Hundreds Attend Memorial Service for Civil Rights Icon Maxine Smith

(Memphis) At Metropolitan Baptist Church on Walker Avenue, hundreds show up to remember a civil rights icon many simply called Maxine.

Mayor A C Wharton and Mrs. Smith were neighbors and friends. He said her work was a role model for the entire community.

“She modeled courage. She embraced challenge and she allowed us to sit at her feet to be tutored in the right thing to do,” Wharton said.

Mourners filled the pews of the sanctuary. Roslyn Brock with the National NAACP read a letter from President Obama addressed to Mrs Smith’s son, Vasco Junior.

“Maxine devoted her life to the struggle for fairness and quality in America. She broke through doors long closed to African-Americans,” Brock said.

From politicians to friends and neighbors, they are here to celebrate Mrs. Smith’s lifetime of Civil Rights activism with her late husband, Dr. Vasco Smith.

Autozone founder Pitt Hyde remembered the couple with a laugh.

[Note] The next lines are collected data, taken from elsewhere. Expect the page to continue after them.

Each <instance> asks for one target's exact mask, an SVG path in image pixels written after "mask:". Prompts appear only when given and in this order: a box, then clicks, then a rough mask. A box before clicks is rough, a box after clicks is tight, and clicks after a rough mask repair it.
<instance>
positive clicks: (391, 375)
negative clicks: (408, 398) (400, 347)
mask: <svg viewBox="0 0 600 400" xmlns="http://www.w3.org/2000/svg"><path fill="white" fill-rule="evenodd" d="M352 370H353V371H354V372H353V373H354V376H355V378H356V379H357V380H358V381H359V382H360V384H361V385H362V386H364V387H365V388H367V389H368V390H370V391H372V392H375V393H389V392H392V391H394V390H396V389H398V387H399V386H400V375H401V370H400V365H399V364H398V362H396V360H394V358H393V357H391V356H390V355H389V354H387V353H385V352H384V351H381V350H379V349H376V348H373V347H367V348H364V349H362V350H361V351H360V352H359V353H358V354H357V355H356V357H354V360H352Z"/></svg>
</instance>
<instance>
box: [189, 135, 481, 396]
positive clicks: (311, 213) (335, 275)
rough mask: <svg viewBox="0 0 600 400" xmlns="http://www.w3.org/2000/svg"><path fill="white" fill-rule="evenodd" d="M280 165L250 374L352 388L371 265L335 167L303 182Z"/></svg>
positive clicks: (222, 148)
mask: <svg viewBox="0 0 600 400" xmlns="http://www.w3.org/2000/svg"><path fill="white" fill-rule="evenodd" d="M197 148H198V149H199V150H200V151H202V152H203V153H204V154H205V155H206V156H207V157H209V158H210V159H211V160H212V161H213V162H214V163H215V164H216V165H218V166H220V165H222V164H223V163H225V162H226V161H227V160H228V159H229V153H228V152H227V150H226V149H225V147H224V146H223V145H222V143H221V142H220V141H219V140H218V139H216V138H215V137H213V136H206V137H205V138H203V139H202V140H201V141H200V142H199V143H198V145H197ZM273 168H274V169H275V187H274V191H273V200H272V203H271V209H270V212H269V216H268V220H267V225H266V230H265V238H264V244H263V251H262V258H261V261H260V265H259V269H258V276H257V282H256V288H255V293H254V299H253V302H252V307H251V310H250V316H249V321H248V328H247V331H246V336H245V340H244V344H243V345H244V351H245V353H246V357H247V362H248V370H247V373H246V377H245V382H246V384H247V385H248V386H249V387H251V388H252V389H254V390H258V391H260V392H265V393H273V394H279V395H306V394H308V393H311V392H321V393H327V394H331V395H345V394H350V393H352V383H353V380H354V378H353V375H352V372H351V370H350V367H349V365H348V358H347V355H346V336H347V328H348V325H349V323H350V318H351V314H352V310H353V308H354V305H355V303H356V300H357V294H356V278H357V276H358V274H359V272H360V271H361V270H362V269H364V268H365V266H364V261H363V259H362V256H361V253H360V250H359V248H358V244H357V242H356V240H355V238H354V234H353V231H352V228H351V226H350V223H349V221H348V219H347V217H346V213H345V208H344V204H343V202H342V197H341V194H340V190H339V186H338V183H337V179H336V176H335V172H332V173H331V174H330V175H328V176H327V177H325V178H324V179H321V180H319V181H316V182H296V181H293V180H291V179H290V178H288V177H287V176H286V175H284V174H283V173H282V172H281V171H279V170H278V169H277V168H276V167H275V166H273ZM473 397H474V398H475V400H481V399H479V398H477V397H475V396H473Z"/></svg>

“Together they have been allowed to go up to the mountain and enter the promised land where all of us are judged by the content of our character and not the color of our sin. I mean skin(laughter). That goes to me(laughter),” Hyde said.

The audience was filled with city, county, state and national leaders. Many such as Congressman Steve Cohen crediting their political careers to Mrs. Smith.

“It was difficult for Maxine to tell one of her political children, Willie Herenton, and a protegĂ© who looked up to her, Tomeka Hart, that she was going to support Steve Cohen for Congress, but she was brave and courageous to do that as she did with other things,” Cohen said.

Mrs. Smith’s fight for civil rights began when she was denied admission to then Memphis State University and became a member of the NAACP and eventually became its Executive Secretary.

She fought to desegregate public schools and facilities, which had denied access to African-Americans and for better conditions for striking sanitation workers in 1968. Mrs. Smith was elected to the Memphis Board of Education in 1971. She helped pave the way to Dr. Willie Herenton becoming the city’s first black school superintendent and the first elected African-American mayor.

Beverly Robertson is executive director of the National Civil Rights Museum in Memphis.

“As Maxine fought courageously for change, she refused to lie down to intimidation or kowtow to humiliation,” Robertson said.

Mrs. Smith died Friday of last week after a lengthy illness brought on by heart problems, but many such as Rev. Rosalyn Nichols said her heart kept beating until the end to help others.

“Maxine took hell into her heart, went to jail, paid the price, took the stand gave her all so you and i could sit and stand, go and play and dream. She took which was impure and gave us back hope, faith and love,” Nichols said.

Maxine Smith, a one of a kind icon, many say forever changed the heart and soul of Memphis,.